We showered in our rather funky room, sitting in the tub rather than standing because the attachment for the shower head was broken, and dried ourselves on tiny towels the texture of Swedish crispbread.
The orphanage was kind enough to arrange for a ride over for us so that we could meet our daughter, Maia Bereket. The orphanage is tucked away at the end of an alley off a sidestreet that comes off of Ras Biru, and protected by heavy metal gates and a guard.
It turned out that we’d arrived on the morning that the staff were cleaning out the babies’ dormitories (the babies sleep eight to a room) and all the children were lined up on the floor of one of the rooms in the adjoining guest house. It’s rather terrifying to walk around in a room in which around 25 babies form a living, crawling, crying carpet.
Fortunately one of the four nurses in the room brought Maia Bereket to us. I’d been told they sometimes play a game of making adoptive parents figure out which child is theirs — no easy task when you’ve only seen one or two photographs and when the babies are all so young.

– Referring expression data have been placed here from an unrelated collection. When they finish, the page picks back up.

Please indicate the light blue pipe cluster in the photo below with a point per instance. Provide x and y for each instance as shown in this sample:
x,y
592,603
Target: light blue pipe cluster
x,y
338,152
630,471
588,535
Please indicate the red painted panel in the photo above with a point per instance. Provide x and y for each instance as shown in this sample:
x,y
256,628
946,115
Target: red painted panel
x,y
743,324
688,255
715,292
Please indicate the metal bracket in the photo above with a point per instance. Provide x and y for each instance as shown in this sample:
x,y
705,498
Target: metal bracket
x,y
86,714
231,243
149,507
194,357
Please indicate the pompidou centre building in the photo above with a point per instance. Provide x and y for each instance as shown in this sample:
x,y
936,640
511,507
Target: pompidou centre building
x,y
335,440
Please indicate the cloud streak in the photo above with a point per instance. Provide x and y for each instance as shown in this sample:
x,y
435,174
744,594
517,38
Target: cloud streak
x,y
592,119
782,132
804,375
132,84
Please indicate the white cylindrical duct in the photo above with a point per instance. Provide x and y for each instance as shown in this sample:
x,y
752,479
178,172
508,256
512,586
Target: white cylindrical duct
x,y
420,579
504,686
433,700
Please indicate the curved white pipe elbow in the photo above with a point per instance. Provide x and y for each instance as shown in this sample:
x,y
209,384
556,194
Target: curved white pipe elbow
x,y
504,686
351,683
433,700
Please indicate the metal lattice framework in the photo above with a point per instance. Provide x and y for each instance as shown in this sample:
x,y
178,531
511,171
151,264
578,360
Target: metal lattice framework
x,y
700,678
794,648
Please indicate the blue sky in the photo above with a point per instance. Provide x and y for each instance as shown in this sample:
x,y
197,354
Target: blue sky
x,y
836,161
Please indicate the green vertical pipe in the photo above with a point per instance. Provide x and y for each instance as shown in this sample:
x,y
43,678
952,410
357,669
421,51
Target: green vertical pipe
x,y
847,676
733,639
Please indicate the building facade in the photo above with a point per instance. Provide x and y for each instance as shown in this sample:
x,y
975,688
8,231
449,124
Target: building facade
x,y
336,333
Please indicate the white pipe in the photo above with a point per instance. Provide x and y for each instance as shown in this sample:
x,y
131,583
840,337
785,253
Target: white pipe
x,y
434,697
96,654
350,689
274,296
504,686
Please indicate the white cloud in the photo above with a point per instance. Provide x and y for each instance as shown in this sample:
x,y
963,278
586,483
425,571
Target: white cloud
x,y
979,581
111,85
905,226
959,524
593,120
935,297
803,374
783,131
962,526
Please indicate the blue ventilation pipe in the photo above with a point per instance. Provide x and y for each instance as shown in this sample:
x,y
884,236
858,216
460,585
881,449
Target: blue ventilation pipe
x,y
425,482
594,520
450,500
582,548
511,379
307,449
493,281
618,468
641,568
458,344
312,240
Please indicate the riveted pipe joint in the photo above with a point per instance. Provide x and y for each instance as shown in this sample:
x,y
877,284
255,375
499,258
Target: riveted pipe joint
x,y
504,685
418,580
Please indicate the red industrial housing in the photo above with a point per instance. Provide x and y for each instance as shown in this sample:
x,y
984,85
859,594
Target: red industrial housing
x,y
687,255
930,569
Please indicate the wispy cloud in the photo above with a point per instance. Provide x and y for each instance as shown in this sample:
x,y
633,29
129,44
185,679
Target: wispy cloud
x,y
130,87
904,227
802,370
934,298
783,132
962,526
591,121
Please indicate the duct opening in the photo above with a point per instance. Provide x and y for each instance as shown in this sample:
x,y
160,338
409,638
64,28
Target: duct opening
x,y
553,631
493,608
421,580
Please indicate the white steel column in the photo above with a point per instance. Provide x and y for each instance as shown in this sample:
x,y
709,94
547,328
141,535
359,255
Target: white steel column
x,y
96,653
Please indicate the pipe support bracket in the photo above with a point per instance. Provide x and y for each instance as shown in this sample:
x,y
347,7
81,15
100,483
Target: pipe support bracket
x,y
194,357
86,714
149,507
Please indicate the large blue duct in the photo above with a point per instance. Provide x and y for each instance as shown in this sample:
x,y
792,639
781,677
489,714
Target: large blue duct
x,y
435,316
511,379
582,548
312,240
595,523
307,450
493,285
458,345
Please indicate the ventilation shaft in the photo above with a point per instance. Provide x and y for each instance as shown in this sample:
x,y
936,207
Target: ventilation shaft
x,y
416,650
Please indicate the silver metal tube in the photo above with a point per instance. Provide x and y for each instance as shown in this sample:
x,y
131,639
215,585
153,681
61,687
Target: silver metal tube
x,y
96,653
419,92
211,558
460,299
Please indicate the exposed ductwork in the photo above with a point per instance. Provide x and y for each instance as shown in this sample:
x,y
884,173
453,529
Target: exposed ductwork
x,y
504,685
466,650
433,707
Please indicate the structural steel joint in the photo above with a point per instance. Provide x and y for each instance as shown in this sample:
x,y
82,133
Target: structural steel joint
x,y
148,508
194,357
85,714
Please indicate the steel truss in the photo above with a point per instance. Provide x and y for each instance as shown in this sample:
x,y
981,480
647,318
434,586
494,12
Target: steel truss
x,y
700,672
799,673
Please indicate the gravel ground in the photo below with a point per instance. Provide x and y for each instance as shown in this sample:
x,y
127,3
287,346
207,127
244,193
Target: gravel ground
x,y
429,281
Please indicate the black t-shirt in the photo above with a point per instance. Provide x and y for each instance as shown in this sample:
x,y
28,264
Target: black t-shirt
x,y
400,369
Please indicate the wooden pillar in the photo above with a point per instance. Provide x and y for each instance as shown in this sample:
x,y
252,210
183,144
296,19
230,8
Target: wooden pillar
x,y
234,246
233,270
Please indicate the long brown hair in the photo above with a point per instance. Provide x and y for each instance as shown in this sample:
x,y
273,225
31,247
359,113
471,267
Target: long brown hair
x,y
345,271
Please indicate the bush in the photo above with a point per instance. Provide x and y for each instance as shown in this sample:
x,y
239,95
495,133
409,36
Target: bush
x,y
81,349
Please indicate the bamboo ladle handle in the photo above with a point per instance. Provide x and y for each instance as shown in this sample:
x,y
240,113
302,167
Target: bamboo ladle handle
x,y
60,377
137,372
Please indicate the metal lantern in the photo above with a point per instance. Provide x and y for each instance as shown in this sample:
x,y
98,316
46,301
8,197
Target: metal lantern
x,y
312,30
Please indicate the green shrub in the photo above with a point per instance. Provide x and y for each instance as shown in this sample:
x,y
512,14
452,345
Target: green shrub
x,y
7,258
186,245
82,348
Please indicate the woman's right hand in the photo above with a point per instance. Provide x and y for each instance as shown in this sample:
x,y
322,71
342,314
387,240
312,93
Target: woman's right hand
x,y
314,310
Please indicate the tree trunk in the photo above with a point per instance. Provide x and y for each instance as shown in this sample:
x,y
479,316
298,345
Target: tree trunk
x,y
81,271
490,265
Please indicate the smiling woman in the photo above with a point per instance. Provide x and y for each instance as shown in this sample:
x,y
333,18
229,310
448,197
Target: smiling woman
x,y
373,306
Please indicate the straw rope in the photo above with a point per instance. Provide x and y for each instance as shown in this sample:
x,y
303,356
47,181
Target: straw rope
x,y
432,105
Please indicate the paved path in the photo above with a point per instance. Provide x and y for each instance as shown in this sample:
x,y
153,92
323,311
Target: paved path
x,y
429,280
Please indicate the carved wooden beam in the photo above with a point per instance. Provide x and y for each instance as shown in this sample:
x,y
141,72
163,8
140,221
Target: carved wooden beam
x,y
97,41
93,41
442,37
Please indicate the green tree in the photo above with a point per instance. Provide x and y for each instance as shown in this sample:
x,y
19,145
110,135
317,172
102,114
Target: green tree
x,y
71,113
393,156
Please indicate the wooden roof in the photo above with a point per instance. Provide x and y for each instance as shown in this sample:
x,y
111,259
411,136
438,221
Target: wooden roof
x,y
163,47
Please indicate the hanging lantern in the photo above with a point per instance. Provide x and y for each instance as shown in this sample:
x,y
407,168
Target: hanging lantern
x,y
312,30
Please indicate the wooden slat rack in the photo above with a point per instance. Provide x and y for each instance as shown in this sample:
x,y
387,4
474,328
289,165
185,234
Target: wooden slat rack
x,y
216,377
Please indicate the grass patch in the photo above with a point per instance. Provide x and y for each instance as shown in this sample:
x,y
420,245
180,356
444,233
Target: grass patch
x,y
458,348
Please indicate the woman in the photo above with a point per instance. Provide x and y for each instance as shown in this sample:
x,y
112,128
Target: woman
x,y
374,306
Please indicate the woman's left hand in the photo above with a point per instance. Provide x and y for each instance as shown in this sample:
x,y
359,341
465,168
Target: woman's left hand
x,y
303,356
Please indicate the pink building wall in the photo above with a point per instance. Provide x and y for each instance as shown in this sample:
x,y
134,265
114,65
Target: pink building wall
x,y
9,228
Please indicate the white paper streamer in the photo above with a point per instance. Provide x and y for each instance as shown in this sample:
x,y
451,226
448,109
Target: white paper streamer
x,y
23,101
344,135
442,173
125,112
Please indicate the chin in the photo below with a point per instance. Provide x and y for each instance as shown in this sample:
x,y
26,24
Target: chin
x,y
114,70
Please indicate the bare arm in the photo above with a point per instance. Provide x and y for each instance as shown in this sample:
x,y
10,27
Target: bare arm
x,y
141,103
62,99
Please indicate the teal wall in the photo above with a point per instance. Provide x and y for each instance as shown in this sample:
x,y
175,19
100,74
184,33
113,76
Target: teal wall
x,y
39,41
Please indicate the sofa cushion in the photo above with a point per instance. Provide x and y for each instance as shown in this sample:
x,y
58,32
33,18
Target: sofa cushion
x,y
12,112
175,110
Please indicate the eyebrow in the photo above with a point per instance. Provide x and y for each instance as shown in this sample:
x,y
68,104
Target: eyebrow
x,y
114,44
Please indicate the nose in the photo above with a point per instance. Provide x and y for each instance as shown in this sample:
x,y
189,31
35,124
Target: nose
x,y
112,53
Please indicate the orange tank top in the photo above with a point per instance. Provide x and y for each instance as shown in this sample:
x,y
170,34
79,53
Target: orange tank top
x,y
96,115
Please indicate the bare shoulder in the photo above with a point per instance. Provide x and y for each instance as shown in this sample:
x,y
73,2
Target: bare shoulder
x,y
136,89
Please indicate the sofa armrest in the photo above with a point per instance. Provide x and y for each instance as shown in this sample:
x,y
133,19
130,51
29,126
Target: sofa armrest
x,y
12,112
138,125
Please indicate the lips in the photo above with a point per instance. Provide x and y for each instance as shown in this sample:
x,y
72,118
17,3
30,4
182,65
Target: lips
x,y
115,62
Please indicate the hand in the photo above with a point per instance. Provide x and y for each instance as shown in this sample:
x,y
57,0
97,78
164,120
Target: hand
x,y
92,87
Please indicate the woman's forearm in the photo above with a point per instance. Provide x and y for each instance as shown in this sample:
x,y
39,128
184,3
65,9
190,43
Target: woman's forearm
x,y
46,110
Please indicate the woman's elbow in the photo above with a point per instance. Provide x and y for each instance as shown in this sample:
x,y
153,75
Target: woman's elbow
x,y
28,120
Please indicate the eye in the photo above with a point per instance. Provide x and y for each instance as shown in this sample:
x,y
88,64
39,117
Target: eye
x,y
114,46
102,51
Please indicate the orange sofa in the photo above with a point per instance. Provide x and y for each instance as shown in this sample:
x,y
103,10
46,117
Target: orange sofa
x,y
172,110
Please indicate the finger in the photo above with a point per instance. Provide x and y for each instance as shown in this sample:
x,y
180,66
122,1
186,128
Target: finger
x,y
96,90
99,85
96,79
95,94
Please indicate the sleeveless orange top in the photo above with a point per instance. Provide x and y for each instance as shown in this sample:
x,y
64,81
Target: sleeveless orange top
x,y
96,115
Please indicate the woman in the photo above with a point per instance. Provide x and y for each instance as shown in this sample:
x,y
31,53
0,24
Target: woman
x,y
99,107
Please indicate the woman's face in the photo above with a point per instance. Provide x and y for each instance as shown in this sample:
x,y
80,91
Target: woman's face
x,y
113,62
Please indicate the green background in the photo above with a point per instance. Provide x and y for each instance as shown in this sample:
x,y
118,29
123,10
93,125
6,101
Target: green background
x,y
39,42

Maia was very calm and content to be held by us. We sat with her for a while, taking turns to hold her. With so many kids being crowded into a small room with so few adults I ended up being a makeshift nurse, feeding and comforting other children. Eventually we took her through to the dining room where we were able to give her more attention.
It’s a strange thing to meet your child for the first time, especially when you’re jet-lagged after 23 hours of traveling. I looked at this tiny, beautiful child and found it hard to believe that she was really ours, and that she would be part of our lives from that time on.